The blast knocked Tom down the street, and a piece of debris whacked him on the back. Choking in the black cloud, he thought he was dying.

Over the next frantic hours, I manned the phone, madly scrawling the names of missing firefighters I found out about on the back of an envelope and a paper towel. Lt. Dennis Mojica, Tom's friend of nearly 20 years, who had cleared the dance floor in a wild tango with his fiancee, Maria, at a firefighter's wedding only weeks before, was on the list. Dennis and Maria, blissfully in love, were to be wed last month. Everything was set: the vintage wedding dress, the Sheepshead Bay reception, the Hawaiian honeymoon. Maria now has 55 crystal vases purchased as guest favors, but no Dennis.

Several hours after the attacks, a social worker from Bellevue Hospital finally called to tell me Tom was being treated for a broken right scapula and torn tendons. I put the phone down and cried. Three entire companies in the 32nd Battalion were lost. Tom shared a firehouse with seven of those men, the entire crew of Ladder Co. 101, now known as the Seven in Heaven. Fifteen firefighters from his old house, Engine 54 and Ladder 4, perished.

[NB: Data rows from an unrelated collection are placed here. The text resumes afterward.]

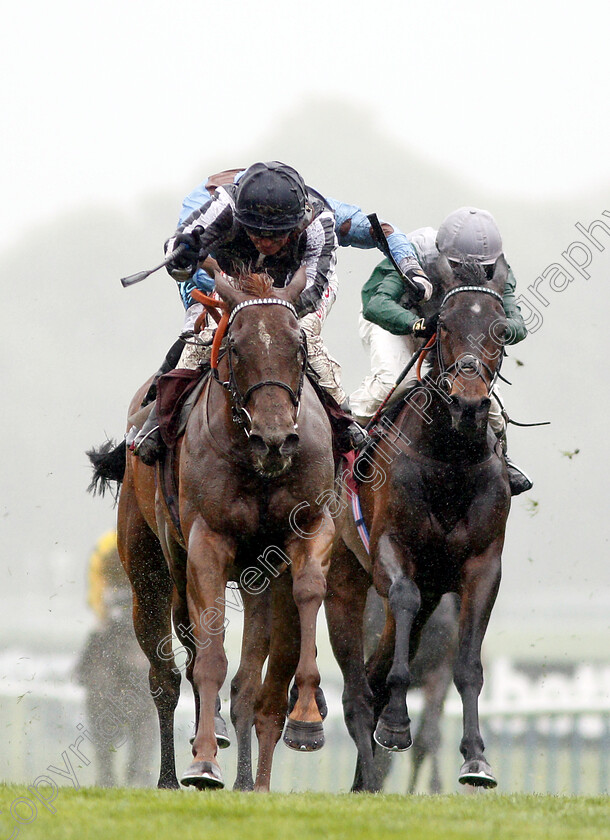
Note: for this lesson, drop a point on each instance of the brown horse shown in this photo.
(257, 447)
(435, 501)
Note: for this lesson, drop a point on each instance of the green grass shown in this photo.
(94, 813)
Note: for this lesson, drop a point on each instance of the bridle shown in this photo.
(467, 361)
(239, 401)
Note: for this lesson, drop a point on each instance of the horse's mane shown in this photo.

That first week, our answering machine broke after being overloaded with messages. Neighbors showed up with fresh-baked banana bread, topiaries and several variations of lasagna. Our local Hartsdale Volunteer Fire Department brought a tray of ziti and attended Dennis' funeral for Tom. Pat Burke from across the street fertilized our lawn. Tom's brother Frank mowed it for weeks. We were inundated with cards, from long-lost friends and wonderful strangers. Third-graders from the North Topsail Elementary School in North Carolina, neighbors of my retired firefighter uncle, drew pictures.

Here's what we did over the last 11 weeks: wrote a will, collected a stack of prayer cards from too many memorial services, gathered acorns with our boys. I learned how to check the water level on the oil burner, drove Tom to physical therapy and stared at him a lot, wondering what I'd be doing if ... if.

At 4:30 a.m. on Nov. 16, Tom nudged me awake and led me outside on our front lawn to watch the Leonid meteor shower. It seemed imperative that we not miss it. I had expected something ominous, but the air was clear and crisp, and we held each other and watched tiny bursts of light zip across the heavens. I said a silent thanks to God for allowing us to stare at the sky in wonder instead of fear. I thought of Dennis and Ladder 101 and prayed their families would find peace.

So Tommy and Jack sent their daddy off to work as they always had, with a kiss and a traditional "safety-first salute." I won't think about homeland security czar Tom Ridge's holiday terror alert.

That's the deal. Tom will walk out the door, and I'll grab the old envelope and paper towel bearing the names of the dead — items I've kept in my purse as talismans — and ask those guys to watch his back.